空想有愛論

ガキの頃は、誰だってでっかい夢を見る。
大人になるにつれて、それは現実味のない空想になっちまうけど──『信じていればいつか叶う』。その言葉くらいは本当になってほしいと思う。
例えば車だ。
お前が仕事の時たまに乗ってる白黒のアレだって、いつかは空を飛ぶようになるかもしれない。

「なんてな。どう思う、土方?」
「知るかよ」

オイオイ、少しくれェ取り合ってくれても良くね?
そう思いながら机の上に乗っている小瓶を手に取る。確かマニキュアとかいう名前だった筈だ。それは小さいくせに妙な存在感があって、俺をしょっぱい気分にさせた。

「土方、これ彼女の?」
「いや」
「ったく、相変わらずだな」

机の隅に置いてある携帯は、ロクにストラップも付いていない。
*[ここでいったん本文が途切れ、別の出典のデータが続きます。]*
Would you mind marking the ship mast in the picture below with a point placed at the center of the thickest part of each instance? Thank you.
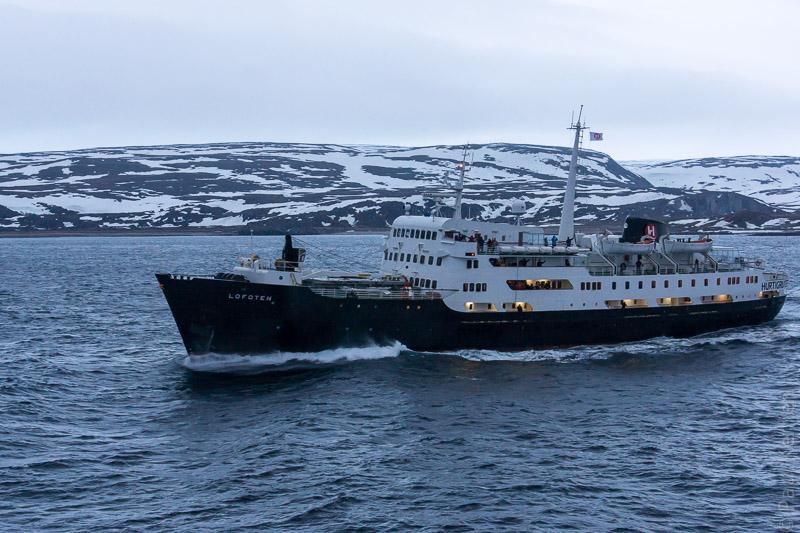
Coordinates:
(459, 186)
(566, 229)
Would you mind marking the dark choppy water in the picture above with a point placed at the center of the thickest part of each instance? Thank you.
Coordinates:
(103, 427)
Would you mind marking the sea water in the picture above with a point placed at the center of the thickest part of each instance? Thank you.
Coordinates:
(105, 423)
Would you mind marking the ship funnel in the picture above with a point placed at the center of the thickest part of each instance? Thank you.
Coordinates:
(566, 229)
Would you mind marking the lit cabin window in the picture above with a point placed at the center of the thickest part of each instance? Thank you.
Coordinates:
(517, 307)
(717, 299)
(685, 300)
(541, 284)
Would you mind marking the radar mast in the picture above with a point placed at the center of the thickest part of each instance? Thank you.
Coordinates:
(566, 228)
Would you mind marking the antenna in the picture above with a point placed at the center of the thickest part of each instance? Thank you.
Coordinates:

シンプルなところが、ひどくコイツらしいと思った。

「セフレが居ちゃ悪いか」
「別にんなこと言ってねェだろ」
「……向こうから寄ってくるんだ。一々追い返すのも面倒だろうが」
「ハイハイ。来る者拒まず、去る者は追わずだからね、副長さんは。……でもさ、お前が男に突っ込まれんのも好きな淫乱だって知ったら、少しは減るんじゃね?」
「バーカ。テメェみてェな野郎が増えるだけだっつの」

そう云って、土方は少し口端を吊り上げた。チロリと舌で唇を舐める様は下品な筈なのに、それでも色気を感じるなんて……反則じゃねえか、そんなの。
見てられなくなって、意識を手中のマニキュアへ向ける。大して中身のない小瓶を軽く傾けてみれば、ドロリと液体が揺れた。
普段道で会っても喧嘩くらいしかしない土方は、こうやって二人きりになるとほんの少しだけ柔らかい雰囲気になる気がする。
でも所詮虚けの仲だから、時折見せるその笑顔も偽物なんだろう。
偉そうなことを云ったところで、結局俺だってコイツにとっては只のセフレでしかない。なんて、らしくもなくセンチメンタルに浸ってみる。
ドロリ、また揺れた。

夢はガキの見るモンだ。
けど、もう三十路手前の大人が見たってバチは当たんねェだろ?


小瓶の蓋を開けると、あの独特の臭いが鼻を突いた。
中身は紅で、その色は髪から隊服、靴下まで黒が大半を占める土方にとって唯一の色彩なのかもしれない────……
その事に嫉妬なんてもうしないから、一つだけ夢を見させてほしい。


「!? テメ、なにしやがる!」
「ハハ、似合わねーなァ」
「似合ってたまるかンなモン!」

小指にベタリと塗られた毒々しいくらいの赤が、俺達らしすぎて笑えた。
お前が仕事の時たまに乗ってる白黒の車が空を飛ぶようになったら、黒は作りモンの笑顔なんざ捨てて、セフレじゃなくなった白と小指を繋ぐ。そんな夢を見ている。